NEW YORK (CNNMoney) -- Overhauling the United States' outdated and flawed patent system has been talked about for decades, but reform could finally be around the corner -- for real, this time.
The Senate earlier this month overwhelmingly passed its version of a patent reform bill, voting 95 to 5 in favor of it. The House will take up its own version this week: David Kappos, director of the U.S. Patent and Trade Office, is testifying before the House Subcommittee on Intellectual Property on Wednesday.
If passed, reconciled and signed by the president, the similar bills would offer the first significant change to the U.S. patent system since 1952. It has been a long wait -- and considering the time it takes to bring a bill to the House floor, vote on it and iron out differences with the Senate bill, it could still be a while longer before we see reform enacted.
But reform is necessary, proponents say, because of how technology has evolved over the past six decades. Patent applications are coming in faster and more furiously than the government could have imagined 60 years ago: The patent office examines roughly 500,000 applications every year.
That has led to a 700,000-patent backlog and a three-year waiting period for the average patent to receive approval. Each patent contains a potential new industry in waiting (think how many companies and jobs the Laser helped create). For an economy that desperately needs new jobs, that's a long time to wait.
The bills would help to alleviate much of the pressure on the USPTO by allowing the organization to set and keep its own fees. If reform passes, the patent office has suggested that it would raise fees for more complex patents and lower fees for simpler patents. Right now, Congress allocates the office's annual budget, and also determines what fees it can charge.
Kappos estimates that change would bring in an additional $300 million, which the USPTO could use to staff up and invest in much-needed IT resources.
With that boost, Kappos thinks the USPTO could halve its backlog to 350,000 applications.

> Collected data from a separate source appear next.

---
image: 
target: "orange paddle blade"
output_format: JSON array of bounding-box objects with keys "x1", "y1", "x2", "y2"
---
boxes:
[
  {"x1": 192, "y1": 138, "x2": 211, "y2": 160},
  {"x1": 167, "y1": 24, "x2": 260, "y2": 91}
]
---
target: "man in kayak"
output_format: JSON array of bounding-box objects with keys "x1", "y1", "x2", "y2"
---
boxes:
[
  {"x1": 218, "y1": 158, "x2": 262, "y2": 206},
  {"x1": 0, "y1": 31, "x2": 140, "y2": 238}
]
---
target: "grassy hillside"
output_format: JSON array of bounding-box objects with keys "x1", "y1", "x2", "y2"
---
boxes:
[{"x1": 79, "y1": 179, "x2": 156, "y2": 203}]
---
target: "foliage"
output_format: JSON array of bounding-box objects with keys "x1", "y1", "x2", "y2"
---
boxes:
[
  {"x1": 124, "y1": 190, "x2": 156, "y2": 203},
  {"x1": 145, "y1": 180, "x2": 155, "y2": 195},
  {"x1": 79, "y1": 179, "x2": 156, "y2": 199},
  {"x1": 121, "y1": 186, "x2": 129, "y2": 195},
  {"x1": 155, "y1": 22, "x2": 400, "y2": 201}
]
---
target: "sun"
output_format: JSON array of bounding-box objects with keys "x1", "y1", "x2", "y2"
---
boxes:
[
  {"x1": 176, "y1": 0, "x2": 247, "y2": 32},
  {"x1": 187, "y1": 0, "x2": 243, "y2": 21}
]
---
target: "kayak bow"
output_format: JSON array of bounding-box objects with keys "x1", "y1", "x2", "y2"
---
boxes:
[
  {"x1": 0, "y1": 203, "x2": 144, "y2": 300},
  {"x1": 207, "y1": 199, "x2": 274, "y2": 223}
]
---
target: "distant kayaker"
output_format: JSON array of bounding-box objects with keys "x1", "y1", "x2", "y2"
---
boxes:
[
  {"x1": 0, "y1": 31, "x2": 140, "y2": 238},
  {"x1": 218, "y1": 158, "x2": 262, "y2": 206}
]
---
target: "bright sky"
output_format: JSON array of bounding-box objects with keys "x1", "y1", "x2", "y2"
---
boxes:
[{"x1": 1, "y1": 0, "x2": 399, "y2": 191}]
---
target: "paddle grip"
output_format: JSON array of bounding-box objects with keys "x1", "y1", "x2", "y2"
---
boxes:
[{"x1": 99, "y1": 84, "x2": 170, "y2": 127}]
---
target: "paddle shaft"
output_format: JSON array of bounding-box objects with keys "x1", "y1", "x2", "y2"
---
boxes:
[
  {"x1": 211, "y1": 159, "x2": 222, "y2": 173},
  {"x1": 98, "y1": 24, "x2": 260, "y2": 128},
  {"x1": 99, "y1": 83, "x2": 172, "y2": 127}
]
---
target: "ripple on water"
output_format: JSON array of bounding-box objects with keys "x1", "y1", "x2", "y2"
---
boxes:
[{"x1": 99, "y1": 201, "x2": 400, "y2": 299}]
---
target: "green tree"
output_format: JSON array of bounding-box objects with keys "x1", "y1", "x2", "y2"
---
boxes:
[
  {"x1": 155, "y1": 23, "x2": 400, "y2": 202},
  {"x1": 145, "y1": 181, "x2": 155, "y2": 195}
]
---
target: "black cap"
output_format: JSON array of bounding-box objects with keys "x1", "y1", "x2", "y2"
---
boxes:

That's the ideal inventory level, he said, since it would give each patent examiner enough work to stay busy, but also ensure that most patents get approved within a year of submission.
"What we'll see is a job-creation engine turned loose," Kappos said. "It will give us the ability to examine work given to us by U.S. innovators much more effectively, so they can produce products and services and economic opportunity much more quickly."
Though it's difficult to assess exactly how many jobs would be created if patent reform were to become law, Kappos estimates that "millions of jobs are lying in wait."
Both bills would also help keep patent battles out of the courts.
The proposed patent reforms would give the USPTO the ability to quickly take a second look at patents that become commercially significant but which a third party believes have become invalid. That, in theory, would resolve many disputes without the need to flood the legal system with unnecessary litigation.
It would also help protect inventors from the hefty cost of defending their patents. The application, processing and legal fees average about $15,000 per patent, but the cost to defend those patents in court after they've been granted typically runs between $3 million to $6 million, according to Bijal Vakil, a partner in White & Case's intellectual property team in Palo Alto, Calif.
A more controversial part of both bills would transition U.S. patent law from a "first to invent" to a "first to file" system. That would give the patent to the first applicant, rather than the first inventor. It's the standard most of the rest of the world uses, since it prevents inventors from coming out of the woodwork and and laying claim to a patent.
Those in opposition to the bill claim that a first to file system would harm independent inventors. They say it would force inventors to race to the patent office to beat mega corporations -- with significantly more legal and R&D muscle -- to the punch. Currently, inventors are shielded by the first to invent rule, which lets them disclose their inventions to potential investors without the fear that one of them will spill the beans.
But an analysis by the USPTO concluded that of the last 3 million patent filings, only one was from an independent inventor who would have been harmed in that manner if a first to file rule were in place at the time.
By contrast, in that same batch of filings the office found 10 independent investors who filed first but were attacked afterward by large entities claiming to be the first to invent -- and all 10 of the big companies won.
Switching systems "will dramatically help the entire innovation community in the U.S., but particularly the small business community that is so important to job creation," Kappos said.